6
Yorum
24
Beğeni
0,0
Puan
128
Okunma
---
Bir deniz var,
mavisi baruta bulanmış,
bir toprak var,
her zerresi kanla yoğrulmuş.
Ve bir tarih var,
geri dönmeyi düşünmeyenlerin
ayak izleriyle yazılmış…
Yıl 1915…
Gök delinmiş, yağmur yerine
kurşun yağıyor Mehmet’in üstüne.
Deniz, düşman gemileriyle çalkalanıyor,
her dalga bir korku taşıyor ufuktan,
ama burası Çanakkale,
korkunun yeri yok burada.
Ve Conkbayırı’nda bir ses yükseliyor,
gözleri ufka mühürlü,
yüreği vatan kadar geniş bir adam:
Mustafa Kemal!
"Ben size taarruzu değil, ölmeyi emrediyorum!"

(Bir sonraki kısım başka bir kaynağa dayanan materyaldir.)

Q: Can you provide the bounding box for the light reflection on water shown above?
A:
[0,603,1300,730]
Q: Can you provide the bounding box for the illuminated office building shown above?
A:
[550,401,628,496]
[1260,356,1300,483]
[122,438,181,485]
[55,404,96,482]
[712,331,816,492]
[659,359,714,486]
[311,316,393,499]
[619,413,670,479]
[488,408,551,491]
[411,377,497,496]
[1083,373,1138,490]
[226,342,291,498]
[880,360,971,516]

Ölüm küçülüyor Mehmetçik’in gözünde,
çünkü burada ölmek,
vatanın geleceğine hayat olmak demek.
Anafartalar yanıyor,
siperler birer mezar oluyor,
ama bir millet
o mezarlardan küllerinden doğuyor.
Ne açlık yıldırıyor ne yorgunluk,
ayakları kan içinde askerlerin,
ama gözlerinde memleketin ışığı var.
Bir annenin duaları karışıyor rüzgâra,
bir sevdanın adı mühürleniyor mektuplara.
Geri dönmeyeceklerini bile bile
gülümsüyorlar birbirlerine:
"Vatan sağ olsun!"
Ve gün geliyor,
demir yığını donanma geri çekiliyor,
bir imparatorluk diz çöküyor Çanakkale önünde.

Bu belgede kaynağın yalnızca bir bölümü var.